Khalil Hachimi Idrissi : Cela s’explique peut-être par le fait que j’ai eu la chance de développer un projet et d’avoir eu le temps de le réaliser.

En effet, j’ai pu concevoir une stratégie et avoir la durée pour la mettre en œuvre, car quand on a le temps pour développer ses projets, c’est une bénédiction.

- Venir du monde des médias vous-a-t-il aidé ?

- Certainement car le fait d’avoir pratiqué ce métier en étant client de la MAP m'a permis d'avoir une vision extérieure reformulée, une fois à l’intérieur, d’une manière dédiée vers l’usager et l’abonné.
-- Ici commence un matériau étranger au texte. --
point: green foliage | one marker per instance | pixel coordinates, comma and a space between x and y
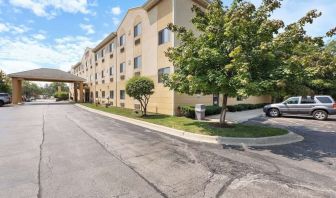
140, 88
5, 84
61, 96
189, 111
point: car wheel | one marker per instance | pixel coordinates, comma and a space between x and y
273, 112
320, 115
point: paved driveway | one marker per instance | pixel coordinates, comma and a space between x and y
63, 151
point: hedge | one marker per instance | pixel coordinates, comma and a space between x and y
189, 111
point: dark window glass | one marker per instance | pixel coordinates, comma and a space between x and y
111, 94
137, 62
162, 72
122, 67
324, 99
137, 30
164, 36
307, 100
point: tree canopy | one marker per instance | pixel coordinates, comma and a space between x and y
240, 51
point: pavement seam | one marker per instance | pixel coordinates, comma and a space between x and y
39, 193
119, 159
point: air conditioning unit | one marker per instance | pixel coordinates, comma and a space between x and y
137, 41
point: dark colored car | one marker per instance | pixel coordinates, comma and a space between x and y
318, 106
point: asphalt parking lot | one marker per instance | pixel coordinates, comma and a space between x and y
64, 151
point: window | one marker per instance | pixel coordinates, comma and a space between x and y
137, 62
122, 94
162, 72
111, 94
102, 53
111, 71
164, 36
122, 40
111, 47
307, 100
122, 67
137, 30
294, 100
324, 99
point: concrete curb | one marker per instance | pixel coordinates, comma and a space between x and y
264, 141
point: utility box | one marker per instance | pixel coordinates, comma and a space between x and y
200, 111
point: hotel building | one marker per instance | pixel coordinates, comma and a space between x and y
138, 47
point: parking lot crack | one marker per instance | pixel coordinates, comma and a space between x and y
119, 159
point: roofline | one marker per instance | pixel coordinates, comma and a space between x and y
107, 39
129, 10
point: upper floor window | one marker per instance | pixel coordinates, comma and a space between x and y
122, 67
122, 94
162, 72
137, 62
102, 52
111, 71
137, 30
111, 94
111, 47
164, 36
122, 40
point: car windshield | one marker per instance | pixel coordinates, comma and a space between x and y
294, 100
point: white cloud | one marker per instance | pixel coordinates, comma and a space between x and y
116, 10
48, 8
7, 27
88, 28
24, 53
39, 37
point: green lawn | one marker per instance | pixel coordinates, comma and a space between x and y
193, 126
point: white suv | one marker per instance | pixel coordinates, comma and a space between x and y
4, 99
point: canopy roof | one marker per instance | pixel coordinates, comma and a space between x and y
47, 74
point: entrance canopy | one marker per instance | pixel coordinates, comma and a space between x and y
46, 74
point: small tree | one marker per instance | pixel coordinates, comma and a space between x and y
228, 55
140, 88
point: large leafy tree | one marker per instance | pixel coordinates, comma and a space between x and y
228, 53
5, 85
140, 88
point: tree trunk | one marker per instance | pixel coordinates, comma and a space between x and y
223, 113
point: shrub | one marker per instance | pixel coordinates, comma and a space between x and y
187, 111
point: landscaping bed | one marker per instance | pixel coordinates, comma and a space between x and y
193, 126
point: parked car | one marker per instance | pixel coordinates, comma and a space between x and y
4, 99
318, 106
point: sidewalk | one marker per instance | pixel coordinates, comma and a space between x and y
238, 117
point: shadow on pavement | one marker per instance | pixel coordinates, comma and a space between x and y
315, 146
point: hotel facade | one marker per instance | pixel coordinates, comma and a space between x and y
138, 47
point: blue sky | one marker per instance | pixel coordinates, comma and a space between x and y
55, 33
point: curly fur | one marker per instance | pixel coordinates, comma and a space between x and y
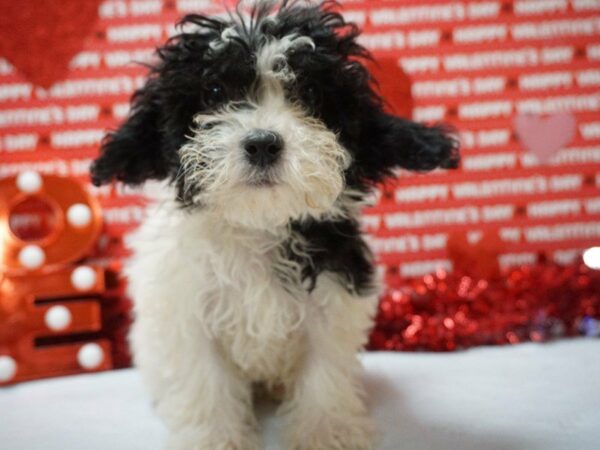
250, 273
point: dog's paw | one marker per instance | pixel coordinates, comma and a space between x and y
204, 438
332, 433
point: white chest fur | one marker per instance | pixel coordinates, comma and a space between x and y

De plus, mon background de dirigeant d’organes de presse, m’a sans doute permis de concevoir des projets dont je connaissais à l’avance l’impact au niveau des rédactions. 

- Chez vos anciens confrères ?

-En effet, je suis en mesure d’imaginer les besoins d’une rédaction pour des services et des angles particuliers.

- Pensez-vous que les nombreux services créés depuis votre arrivée (MAP TV, radio, infographies, news en anglais et en amazigh, magazine et quotidien papier …), sont vraiment essentiels ?

- Absolument car à mon arrivée à la MAP, j’ai constaté que c’était une agence qui avait un mono-produit à savoir la dépêche.

Ce service qui a été vendu et survendu pendant des années arrivait un peu à une espèce d’optimisation pour ne pas dire saturation.

La diversification des produits s’est donc imposée avec, dans un premier temps, une analyse préalable de l’activité de la MAP puis dans la vision stratégique que nous avons développée par la suite.

Nous sommes arrivés à la conclusion que cette situation ne pouvait pas durer, car elle constituait un frein à la productivité et à l’imagination des potentialités, sans parler d’un frein économique et financier dans la mesure où le chiffre d’affaires plafonnait.

L’idée de diversifier les produits a très vite pris le pas sachant que le benchmark international qui a été lancé a montré que la dépêche devait peser 30%, la photo 30% et les services audiovisuels 30%.

En effet, sachant qu’à mon arrivée, la dépêche pesait 90% de nos activités, la volonté de se diversifier s’est inscrite dans un contexte de mutation avec une digitalisation croissante et une presse électronique en plein essor où le web commençait à bouleverser l’ensemble du paysage médiatique.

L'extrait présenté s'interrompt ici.